Lariat: Linked-Read Alignment Tool
Lariat is an aligner for barcoded linked reads, produced by the 10X Genomics GemCode™ platform. All the linked reads for a single barcode are aligned simultaneously, with the prior knowledge that the reads arise from a small number of long (10kb - 200kb) molecules. This approach allows reads to be mapped in repetitive regions of the genome.
Lariat is based on the original RFA method developed by Alex Bishara, Yuling Liu et al in Serafim Batzoglou’s lab at Stanford: Genome Res. 2015. 25:1570-1580. In addition to developing the original model for RFA, Alex Bishara and Yuling Liu both contributed substantially to the Lariat implementation maintained in this repository.
Lariat generates candidate alignments by calling the BWA C API, then performs the RFA inference to select the final mapping position and MAPQ.
NOTE: If you just want to get Lariat-aligned BAM files from Chromium Linked-Read data, you can run the ALIGN pipeline in Long Ranger 2.2. It runs the FASTQ processing and alignment steps only.

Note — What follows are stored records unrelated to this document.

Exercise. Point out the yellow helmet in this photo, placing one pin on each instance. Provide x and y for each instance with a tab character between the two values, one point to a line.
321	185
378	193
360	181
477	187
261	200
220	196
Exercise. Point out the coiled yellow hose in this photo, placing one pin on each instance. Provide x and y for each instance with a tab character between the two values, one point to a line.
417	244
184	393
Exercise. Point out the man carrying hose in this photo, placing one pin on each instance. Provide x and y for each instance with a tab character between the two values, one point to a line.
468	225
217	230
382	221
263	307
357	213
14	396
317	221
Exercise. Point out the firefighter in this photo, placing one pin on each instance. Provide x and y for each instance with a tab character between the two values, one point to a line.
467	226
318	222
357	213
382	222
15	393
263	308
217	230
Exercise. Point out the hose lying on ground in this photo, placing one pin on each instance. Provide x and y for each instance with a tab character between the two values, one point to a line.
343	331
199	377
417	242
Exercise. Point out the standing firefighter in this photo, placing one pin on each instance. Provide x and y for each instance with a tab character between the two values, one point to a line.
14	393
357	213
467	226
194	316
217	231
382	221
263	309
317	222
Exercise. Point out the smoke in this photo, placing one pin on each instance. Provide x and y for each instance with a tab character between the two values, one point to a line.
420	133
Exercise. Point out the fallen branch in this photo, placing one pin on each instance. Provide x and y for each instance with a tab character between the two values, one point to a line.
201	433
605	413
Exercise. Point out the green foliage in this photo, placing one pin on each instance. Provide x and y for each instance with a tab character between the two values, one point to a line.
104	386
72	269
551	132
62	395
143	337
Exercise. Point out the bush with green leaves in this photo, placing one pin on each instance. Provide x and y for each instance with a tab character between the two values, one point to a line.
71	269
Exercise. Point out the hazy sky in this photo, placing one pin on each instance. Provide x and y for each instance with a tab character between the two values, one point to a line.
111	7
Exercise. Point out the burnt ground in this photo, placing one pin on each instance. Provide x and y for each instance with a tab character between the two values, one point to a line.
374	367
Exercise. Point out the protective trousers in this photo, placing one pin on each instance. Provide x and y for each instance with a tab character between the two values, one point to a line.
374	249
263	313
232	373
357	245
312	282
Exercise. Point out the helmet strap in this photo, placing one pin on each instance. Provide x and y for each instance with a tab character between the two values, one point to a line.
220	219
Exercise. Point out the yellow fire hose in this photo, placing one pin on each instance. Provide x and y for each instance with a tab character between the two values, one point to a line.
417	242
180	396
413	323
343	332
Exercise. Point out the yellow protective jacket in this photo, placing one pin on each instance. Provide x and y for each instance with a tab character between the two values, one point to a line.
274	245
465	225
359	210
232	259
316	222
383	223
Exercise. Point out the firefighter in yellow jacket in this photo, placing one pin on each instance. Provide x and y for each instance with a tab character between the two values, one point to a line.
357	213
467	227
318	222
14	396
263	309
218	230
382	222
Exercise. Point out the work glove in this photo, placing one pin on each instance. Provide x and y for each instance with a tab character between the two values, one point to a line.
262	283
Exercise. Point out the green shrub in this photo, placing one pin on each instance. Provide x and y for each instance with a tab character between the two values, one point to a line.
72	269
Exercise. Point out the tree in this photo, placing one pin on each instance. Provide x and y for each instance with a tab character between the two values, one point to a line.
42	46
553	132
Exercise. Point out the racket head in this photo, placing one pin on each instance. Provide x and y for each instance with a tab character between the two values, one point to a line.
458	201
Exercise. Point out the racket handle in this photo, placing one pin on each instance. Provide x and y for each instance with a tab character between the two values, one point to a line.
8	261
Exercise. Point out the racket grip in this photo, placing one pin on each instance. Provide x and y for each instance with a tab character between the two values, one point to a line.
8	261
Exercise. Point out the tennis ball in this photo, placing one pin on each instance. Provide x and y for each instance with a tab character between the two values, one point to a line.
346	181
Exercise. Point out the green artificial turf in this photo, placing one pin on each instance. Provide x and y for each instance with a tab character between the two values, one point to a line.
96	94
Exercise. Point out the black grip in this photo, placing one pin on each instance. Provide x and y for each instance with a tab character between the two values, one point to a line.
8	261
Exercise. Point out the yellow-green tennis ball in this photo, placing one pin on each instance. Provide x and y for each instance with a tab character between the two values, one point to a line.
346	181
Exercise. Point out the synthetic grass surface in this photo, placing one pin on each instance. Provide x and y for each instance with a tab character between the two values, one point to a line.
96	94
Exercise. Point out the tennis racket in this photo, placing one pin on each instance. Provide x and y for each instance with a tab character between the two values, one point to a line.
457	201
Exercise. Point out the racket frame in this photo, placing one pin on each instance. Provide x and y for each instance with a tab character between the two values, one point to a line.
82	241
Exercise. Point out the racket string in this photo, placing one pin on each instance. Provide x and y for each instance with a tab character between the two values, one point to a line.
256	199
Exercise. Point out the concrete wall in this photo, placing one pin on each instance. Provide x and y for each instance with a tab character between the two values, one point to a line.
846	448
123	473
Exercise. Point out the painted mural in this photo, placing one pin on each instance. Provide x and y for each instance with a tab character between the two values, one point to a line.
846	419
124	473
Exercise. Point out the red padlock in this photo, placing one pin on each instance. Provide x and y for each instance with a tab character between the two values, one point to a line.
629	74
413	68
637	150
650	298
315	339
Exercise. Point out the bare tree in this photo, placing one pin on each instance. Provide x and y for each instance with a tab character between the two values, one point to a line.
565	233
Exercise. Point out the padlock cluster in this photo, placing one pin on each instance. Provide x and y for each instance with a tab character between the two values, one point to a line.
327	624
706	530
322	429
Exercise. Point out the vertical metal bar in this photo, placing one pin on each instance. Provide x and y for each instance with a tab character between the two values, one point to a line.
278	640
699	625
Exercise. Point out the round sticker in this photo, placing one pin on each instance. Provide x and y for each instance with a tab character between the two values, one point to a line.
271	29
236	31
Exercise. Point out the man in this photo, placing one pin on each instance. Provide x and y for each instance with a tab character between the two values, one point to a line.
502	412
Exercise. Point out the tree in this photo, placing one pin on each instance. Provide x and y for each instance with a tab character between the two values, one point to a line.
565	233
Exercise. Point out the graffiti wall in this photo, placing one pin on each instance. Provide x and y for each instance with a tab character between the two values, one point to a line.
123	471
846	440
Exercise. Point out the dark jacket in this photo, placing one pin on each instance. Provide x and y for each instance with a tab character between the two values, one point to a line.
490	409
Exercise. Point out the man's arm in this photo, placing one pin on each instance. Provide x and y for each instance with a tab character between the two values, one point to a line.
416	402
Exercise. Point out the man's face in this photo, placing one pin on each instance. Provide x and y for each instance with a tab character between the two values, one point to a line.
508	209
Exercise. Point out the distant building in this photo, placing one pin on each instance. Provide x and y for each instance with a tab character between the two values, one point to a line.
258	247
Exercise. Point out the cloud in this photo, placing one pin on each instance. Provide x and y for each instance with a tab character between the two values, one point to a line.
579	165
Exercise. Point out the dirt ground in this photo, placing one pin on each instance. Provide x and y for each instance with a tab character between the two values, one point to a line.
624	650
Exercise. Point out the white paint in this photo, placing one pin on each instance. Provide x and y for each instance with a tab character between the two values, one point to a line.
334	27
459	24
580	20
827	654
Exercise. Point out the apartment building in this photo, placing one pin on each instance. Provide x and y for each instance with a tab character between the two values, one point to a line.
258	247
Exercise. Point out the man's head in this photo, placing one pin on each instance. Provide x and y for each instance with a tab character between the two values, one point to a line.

- Lariat currently requires Go 1.5
- Lariat currently requires a non standard format for input reads. We recommend using the Lariat build bundled with the 10X Genomics Long Ranger software (http://software.10xgenomics.com/)
Please contact us if you're interested in using Lariat independently of the Long Ranger pipeline.
Input File Format
Lariat requires input data in a non-standard FASTQ-like format. Each read-pair is formatted as a record of 9 consecutive lines containing:
- read header
- read1 sequence
- read1 quals
- read2 sequence
- read2 quals
- 10X barcode string
- 10X barcode quals
- sample index sequence
- sample index quals
Read pairs must be sorted by the 10X barcode string. The 10X barcode string is of the form 'ACGTACGTACGTAC-1'.